The workplace can hold a number of dangers for employees and employers alike. While the first hazards that to come to mind may be accidents such as falls, fire damage, or knife mishaps, an equally important realm is that of contact with hazardous substances. For over twenty years, UK legislation has had the Control of Substances Hazardous to Health (COSHH) in place to help protect employees from the potential risks of handling hazardous substances. The law lists a set of rules and regulations to both educate employers on what materials are hazardous, as well as give guidance for control measures they can put in place to lower the risk for their employees. It also puts the onus on employees to follow those measures!
So, what are some hazardous substances?
They can come in a variety of forms such as gases, fumes, liquids, chemicals, and biological agents (such as germs) and can affect the body through skin contact, ingestion, and inhalation.
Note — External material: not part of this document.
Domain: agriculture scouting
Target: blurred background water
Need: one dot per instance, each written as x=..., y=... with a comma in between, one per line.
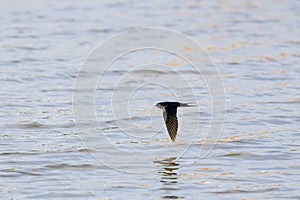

COSHH classifies substances as toxic, very toxic, corrosive, harmful, or irritant. Common examples of hazards include bleach or other disinfectant cleaning products that contain ammonia, sodium hydroxide (lye) or hydrochloric acid, carbon monoxide from gas ovens, wet working (where hands are consistently wet for prolonged periods), and even the inhalation of particles such as wood dust and flour or cooking fumes containing oil mists. COSHH also requires proper labelling of hazardous chemicals which means cleaning and cooking products are labeled as corrosive, irritant, or even flammable so you can be aware of the risks.
The most important thing?
The most important step is to educate your staff on all the potential hazardous substances they may come in contact with and to limit their exposure through regulated control measures. Simple knowledge, such as the fact that the accidental combination of the two cleaning chemical hydrochloric acid and bleach can create a life threatening noxious gas, needs to be well communicated. Making these facts easily accessible through regular trainings or even printed out fact sheets can be a great way to inform and remind everyone of their risk and how to prevent injury.
COSHH encourages a number of control measures, which can be easy as keeping a room well-ventilated so cleaning and cooking fumes are dissipated before building up to toxic levels. Other measures for the control of substances hazardous to health include storing cleaning products in a secure place, wearing protective gear such as gloves, eye wear, and an apron, and practicing good hand care with proper washing and moisturising.